Контейнер котла L-IV все еще оставался погруженным в бассейн, а Гейзенберг уже мчался в Берлин на секретное совещание, где должна была определиться вся дальнейшая судьба немецкого уранового проекта. 4 июня немецким атомщикам предстояло встретиться со Шпеером и его ближайшими помощниками по министерству снабжения. Дело в том, что еще в апреле Геринг издал постановление, категорически запрещавшее проведение всех научно-исследовательских работ, результаты которых не сулят немедленного эффекта и смогут быть использованы только после войны. Этим же постановлением право принимать решения относительно судьбы той или иной научно-исследовательской работы предоставлялось только одному человеку Шпееру.
Участники совещания собрались в аудитории имени Гельмгольца, помещавшейся в здании Харнака, штаб-квартире Института кайзера Вильгельма в Берлин-Да-леме. На совещание вместе со Шпеером прибыли Карл-Отто Заур, его заместитель по вопросам техники, и профессор Порше, конструктор автомобиля «Фольксваген». В числе ученых находились Гейзенберг, Ган, Дибнер, Хартек, Виртц и профессор Тиссен, который в марте того года по собственной инициативе направил Герингу письмо о необходимости работ по расщеплению атома.
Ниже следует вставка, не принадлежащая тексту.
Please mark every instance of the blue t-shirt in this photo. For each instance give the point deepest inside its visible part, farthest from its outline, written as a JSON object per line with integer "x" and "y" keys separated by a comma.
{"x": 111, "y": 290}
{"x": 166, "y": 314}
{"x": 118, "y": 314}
Присутствовал также и доктор Альберт Фёглер — президент Фонда кайзера Вильгельма и Объединенной сталеплавильной компании. В дневниковой записи Гана в перечне присутствующих упоминаются и военные: начальник Департамента армейского вооружения генерал Лееб, начальник Лееба генерал Фромм, а также фельдмаршал Мильх [21] Интерес военных к взрывчатому веществу нового типа ярко демонстрирует высказывание Мильха, сделанное им через несколько дней после совещания: «Заключите с нашими специалистами по взрывчатым веществам контракт— скажите им, чтобы они разработали взрывчатку, которая сильнее всех других взрывчатых веществ! Мы обязаны найти средства, чтобы отомстить за Росток и Кёльн, и, когда мы начнем атаковать, мы должны заранее знать, что это есть единственный удар, который разрушает города».
и адмирал Витцель. Мильх в авиации, а Витцель в военно-морских силах выполняли те же функции, что Лееб в сухопутных силах.
Совещание началось сравнительно второстепенным докладом о новом типе миноискателя. А затем слово было предоставлено Гейзенбергу. Чтобы читатель яснее представил себе атмосферу, в которой проходило совещание, стоит напомнить, что именно с апреля того года королевская авиация начала свои рейды на города Германии. Любек, Росток, Кёльн уже были превращены в развалины, а Кёльн стал первым городом, который бомбила одновременно тысяча самолетов.
Получив слово, Гейзенберг без обиняков заговорил о военном применении атомной энергии и объяснил, каким образом можно изготовить атомную бомбу. Последнее оказалось новостью для большинства присутствовавших, даже для руководителей Фонда кайзера Вильгельма, которые все еще связывали работы Гейзенберга лишь с созданием «атомной топки». Впоследствии секретарь Фонда доктор Тельшов говорил: «Слово «бомба», употребленное на совещании, оказалось новым не только для меня, но, судя по реакции, и для многих присутствовавших».
Из доклада Гейзенберга следовало, что теория указывает на существование двух взрывчатых веществ: урана-235 и элемента № 94 (плутоний). Сославшись на расчеты Боте, он указывал и на возможность расщепления быстрыми нейтронами и протактиния, сверхкритическая масса которого должна взрываться подобно сверхкритической массе элемента № 94 или урана-235. Однако получение достаточных количеств протактиния было нереально.
Когда Гейзенберг закончил доклад, посыпались вопросы, и именно эта часть совещания прочнее всего запечатлелась в памяти участников. Фельдмаршал Мильх поинтересовался возможными размерами атомной бомбы, способной разрушить город. Гейзенберг ответил, что заряд будет «не больше ананаса», и для наглядности показал размеры руками. Эти слова и жест физика вызвали в зале восторженный и в то же время тревожный ропот. Гейзенберг не замедлил умерить восторги, сказав, что, по его предположениям, американцы, если они серьезно взялись за работу в этой области, уже очень скоро создадут урановый котел, а еще года через два — урановую бомбу; в Германии же, по словам Гейзенберга, экономических возможностей сделать бомбу нет и не следует ожидать изготовления бомбы уже через несколько месяцев. «Я был очень рад, — вспоминал Гейзенберг через шесть лет, — оказать свое влияние на принятое решение. Действовавшие в то время приказы фюрера полностью исключали любые возможности сосредоточить на производстве атомной бомбы необходимые гигантские ресурсы».